CHICAGO (HedgeWorld.com)–It turns out the Securities and Exchange Commission’s big push to require hedge fund managers to register as investment advisers was more than just a show.
Recently the commission has been proactive, seeking written information and documents from registered advisers in advance of scheduling inspection visits to those advisers’ offices. Anecdotal evidence suggests that since the Feb. 1 registration deadline, the SEC has initiated examinations of least a dozen, perhaps more, hedge fund managers, figures an SEC spokesman declined to verify.
Using its list of newly registered managers, the SEC recently sent out a 17-page “sweep” letter to some hedge fund managers asking for volumes of specific information pertaining to compliance programs, business and operations, portfolio management, ethics and personal trading, brokerage arrangements and trade execution, trade allocation, performance advertising and marketing, information disclosure, safety of client funds and assets, portfolio pricing, and individual fund information.
The period covered by the request spans 26 months, from Jan. 1, 2004 through March 31 of this year.
One hedge fund attorney, who was granted anonymity out of concern his on-the-record comments could harm clients who might be subject to the sweep, said he was struck by the scope of the SEC’s inquiry and added that producing some of the information and preparing for the inspection would be time consuming for advisers. “This letter is extremely comprehensive,” the attorney said. “The thing is, it’s everything.

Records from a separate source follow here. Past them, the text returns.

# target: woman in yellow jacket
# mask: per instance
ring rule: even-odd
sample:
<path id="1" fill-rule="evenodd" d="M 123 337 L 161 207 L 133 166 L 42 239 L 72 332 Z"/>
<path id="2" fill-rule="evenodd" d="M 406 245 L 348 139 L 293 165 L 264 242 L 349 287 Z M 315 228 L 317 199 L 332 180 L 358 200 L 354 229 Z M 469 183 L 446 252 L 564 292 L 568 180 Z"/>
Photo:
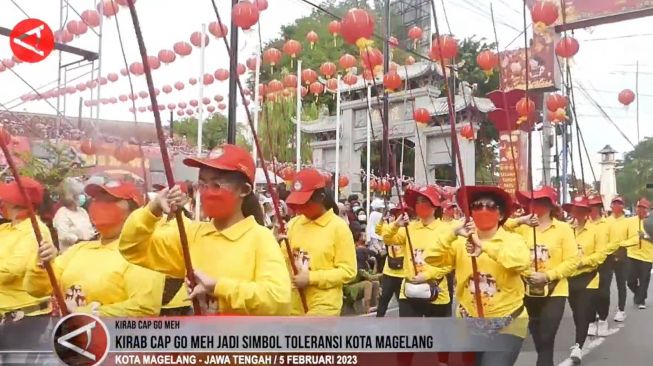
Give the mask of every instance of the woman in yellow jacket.
<path id="1" fill-rule="evenodd" d="M 286 199 L 297 213 L 288 223 L 288 241 L 298 273 L 292 276 L 292 314 L 338 316 L 342 288 L 356 277 L 356 248 L 349 226 L 316 169 L 295 175 Z M 306 298 L 303 308 L 300 291 Z"/>
<path id="2" fill-rule="evenodd" d="M 25 275 L 25 289 L 33 296 L 52 293 L 41 266 L 51 261 L 70 312 L 108 317 L 159 315 L 164 277 L 130 264 L 118 251 L 120 231 L 129 213 L 143 203 L 142 194 L 129 182 L 90 184 L 85 192 L 92 198 L 89 216 L 99 239 L 75 244 L 60 256 L 50 241 L 44 241 Z"/>
<path id="3" fill-rule="evenodd" d="M 21 182 L 36 209 L 43 201 L 43 186 L 28 177 L 21 177 Z M 47 313 L 49 298 L 34 297 L 23 287 L 23 278 L 36 257 L 38 243 L 28 217 L 27 202 L 16 182 L 0 184 L 0 210 L 2 217 L 9 220 L 0 225 L 0 323 Z M 40 220 L 38 223 L 43 239 L 51 240 L 48 228 Z"/>
<path id="4" fill-rule="evenodd" d="M 517 199 L 531 215 L 508 220 L 504 226 L 520 234 L 531 250 L 531 268 L 523 273 L 527 284 L 524 303 L 537 366 L 551 366 L 555 336 L 569 296 L 567 278 L 578 266 L 578 247 L 569 224 L 552 217 L 557 209 L 555 190 L 545 186 L 532 193 L 533 201 L 531 192 L 517 192 Z"/>
<path id="5" fill-rule="evenodd" d="M 574 363 L 580 363 L 583 358 L 583 345 L 587 338 L 588 327 L 595 320 L 599 288 L 597 269 L 608 256 L 607 237 L 598 236 L 596 225 L 589 221 L 591 210 L 587 197 L 578 196 L 572 203 L 564 204 L 562 208 L 573 219 L 572 228 L 580 257 L 576 270 L 568 280 L 569 306 L 576 327 L 576 341 L 571 347 L 569 357 Z"/>
<path id="6" fill-rule="evenodd" d="M 404 214 L 383 235 L 387 245 L 399 245 L 405 251 L 399 316 L 446 317 L 450 309 L 446 275 L 451 272 L 451 266 L 434 267 L 424 261 L 424 253 L 436 245 L 439 231 L 446 230 L 440 220 L 438 189 L 434 186 L 408 189 L 405 201 L 417 220 L 410 222 Z"/>
<path id="7" fill-rule="evenodd" d="M 472 221 L 442 231 L 438 245 L 426 252 L 426 262 L 453 266 L 456 274 L 457 316 L 477 318 L 478 304 L 472 257 L 476 258 L 483 316 L 492 319 L 504 350 L 477 354 L 476 365 L 510 366 L 517 361 L 526 337 L 524 284 L 521 273 L 530 266 L 526 241 L 501 226 L 510 216 L 512 199 L 497 187 L 465 186 L 456 193 L 468 202 Z M 462 237 L 458 237 L 458 235 Z"/>
<path id="8" fill-rule="evenodd" d="M 200 202 L 211 222 L 186 228 L 195 287 L 190 298 L 206 306 L 205 313 L 286 315 L 290 280 L 274 236 L 263 224 L 253 191 L 256 167 L 248 151 L 225 144 L 207 158 L 187 158 L 199 168 Z M 179 231 L 158 225 L 164 212 L 187 201 L 179 186 L 164 189 L 127 219 L 120 252 L 129 262 L 174 278 L 186 268 Z"/>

Everything possible is in here. It’s going to be a massive undertaking for the chief compliance officer and the principals of the fund from the time they receive the request to the time the SEC sets foot in the door.”
The attorney said he understood that at least a dozen hedge fund advisers had received letters, all similar in scope and tone, and that the SEC was using the process to refine its hedge fund examination and inspection program.
John Nester, director of public affairs at the SEC, said the letters are sent as a way to initiate the examination process for registered investment advisers. Previously, the SEC did not have the authority to conduct such examinations of many hedge funds because they were not required to be registered with the commission. But new rules that passed in 2004 and took effect Feb. 1 required most hedge fund managers to register with the SEC as investment advisers. That opened the door to conducting examinations.
Mr. Nester said the information the letters ask for is based on previous familiarity with hedge funds, but the queries are always evolving in response to the SEC’s risk analysis and are tailored to specific entities. “We’ve done extensive training over the past year and will continue to do so,” Mr. Nester said of the SEC’s hedge fund inspections.
Last year, the SEC sent out a six-page mini-sweep letter with a 22-item checklist of information the commission wanted to collect. This latest letter is three times as long.
Reading through the letter, hedge fund managers could be forgiven if they feel as if the SEC is challenging them to prove they aren’t doing anything wrong.